The picture I saw along the front range was of the system tipping the wrong way: more moisture being pulled from the soil by each morning’s sun than is returned by the Scattered or Isolated afternoon and evening rains. It was a pitiful sight, the clouds dissipating over the plains, the grasses still mostly yellow and brown rather than greened up, and out there to the east, the story repeating: not enough moisture making it out onto the plains to fuel the typical build up of even more massive anvils with resurgent billowing towers of moisture-and-heat-cycling power, those plains thunderheads that glow pink far to our east at sunset.

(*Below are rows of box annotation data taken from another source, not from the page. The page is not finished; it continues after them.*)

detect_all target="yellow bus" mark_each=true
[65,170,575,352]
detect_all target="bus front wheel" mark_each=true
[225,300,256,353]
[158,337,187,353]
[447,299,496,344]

And of course, the deficit of moisture heading east is multiplied in this way to become the near-epic crisis across the American agricultural heartland, now facing its worst drought-driven crop failures in decades (see current NOAA drought maps). Omaha received just one one-hundredth of an inch of rain in July. The only tattered shred of silver lining to come from all this is the news that the oxygen-depleted dead zone in the Gulf of Mexico is less than half the size of last year’s, and the fourth-smallest since the zone appeared in the 1980’s.
Cycles of energy can be so sensitive—what does it take to tip this moisture cycle into our gratefully-received summer rains, or into a near-miss of increasing aridity? It occurred to me that all we need, at some point each July, is just a bit of surplus moisture riding in from the Pacific or the Gulf of Mexico (yup, sometimes it slides up from down there), a pulse of water from afar that can be wringed from the air by the mountains, soaking the land and initiating the virtuous cycle of summer rains. Conversely, if such a slight surplus never arrives, or more disruptive, the incoming air is already drier than average, the best efforts of sun and mountains to get the moisture cycle going can come up short, or spiral down under the hot sun into a deeper aridness.
Watching the clouds melt away back into blue sky over the plains, and seeing the modest cumulus above the mountains unable to ramp up into the rain givers, my thoughts turned also to our society and how the middle-class nourishment cycle has dried up over the past thirty years or so. For those climbing the rungs of society’s ladder, there once was the possibility of a slight surplus of opportunity to ripple through their lives: state colleges with minimal tuition, the GI Bill for many, factory jobs that paid enough to set some savings aside, a cost of living modest enough that starting a small business carried a level of risk within reach of more Americans of modest means. Oh, hard times could still come through, as well, but there were far more options for picking oneself up without taking on outsized debts.
The dynamic influence of a slight surplus – a bit more than “just enough” – can make all the difference in tipping a life, a society, an ecosystem, into a cycle of increasing prosperity. As conversely, a slight deficit – not quite enough – can leave both plants and people withering, hanging on in harsh conditions, unable to prosper.
I’m sure my highway musings, on both the moisture cycle of the American west and the drying up of economic opportunity in American society, are oversimplifications. Yet we know tipping points are real, and perhaps the life of the clouds and sky and sun and soil is not so very different from the life of the heart or the life of a society. A little extra, available at key moments, can go a long way.
Beautiful, Jim. Thanks for sharing your tremendous insight into rain and what you can tell about it by using your powers of observation. It’s amazing how much we need it to survive and how viscerally discomforting it is to be without it.